Dino Felipe, fidèle de l’écurie Schematic, sort ici son deuxième album après Flim Toby, sorti en 2002. Le principe est un peu le même, avec 26 morceaux où se confrontent tous les styles pour former une musique électronique déjantée, pas si éloignée que ça de Phthalocyanine dont on vient de chroniquer le dernier album.
I’m You est un patchwork composé de pièces de quelques secondes et de morceaux d’une durée un peu plus classique mais au style toujours aussi personnel. You’ve Wrecked Me, le premier du genre, est assez représentatif de l’album avec ses rythmiques insaisissables et plutôt dures, ses plaintes de laptop saturées, et mélodies naïves et/ou répétitives. On préférera uVVu & Climb, autrement plus fin avec sa mélodie douce et métallique, ses voix filtrées et sa rythmique electronica. Une construction certes plus classique, mais un traitement sonore qui évite les clichés du genre.
On regrettera par contre que ce genre de réussite soit un peu trop rare. En même temps le ton de l’album n’est pas vraiment à la ritournelle pop mélancolique. Ici c’est le souk qui est à l’honneur : des gargouillements de laptop règnent sur Nemethesis (part 2), des rythmes bruitistes côtoient des mélodies ludiques sur The Skinny Effect, une sorte de robot détraqué compose à lui tout seul Duostrux, on a même droit à un mélange electronica-funk-noisy avec Punk On 32nd. Dino Felipe s’amuse aussi à toute sorte de collages pour un résultat là aussi assez inégal, paraissant un peu gratuit sur Body Shop, et vain sur Chairsex (copper) malgré la reconstitution d’une ambiance nocturne et champêtre. On préférera 8 x 1942, plus proche d’une musique concrète avec utilisation d’extraits de film.
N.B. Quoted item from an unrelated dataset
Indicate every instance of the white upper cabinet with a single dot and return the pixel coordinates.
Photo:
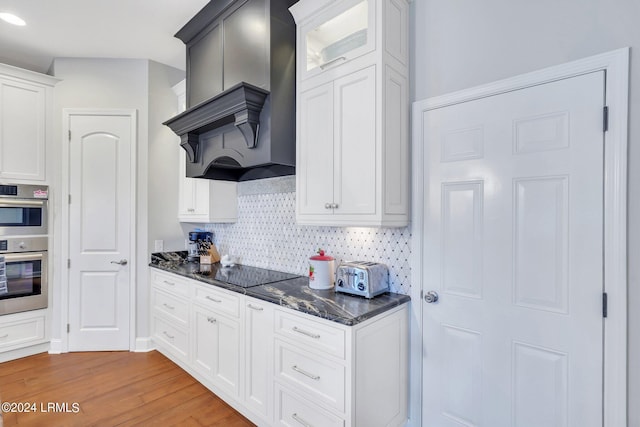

Mais l’Américain sait parfois se faire plus efficace, en particulier quand il flirte avec une électro minimale qui rappelle parfois les Chicks on Speed. Mélodie de basse électronique sur A Peach Bump With Friends, une voix féminine scandée sur Galk & Toth ou le sautillant Neck, particulièrement accrocheur. On a parfois un peu l’impression d’écouter une démo d’un ado collectionneur de vieilles cassettes ou d’un nerd, mais Dino Felipe sait tout aussi bien construire une chouette ritournelle printanière comme le prouve The Orange Field, ou même un morceau de jazz improvisé sur Georgia.
Au final le bilan est mitigé : quelques belles pièces dispersées au milieu d’un joyeux bordel. Avis aux amateurs d’un esprit punk dans un corps de laptop.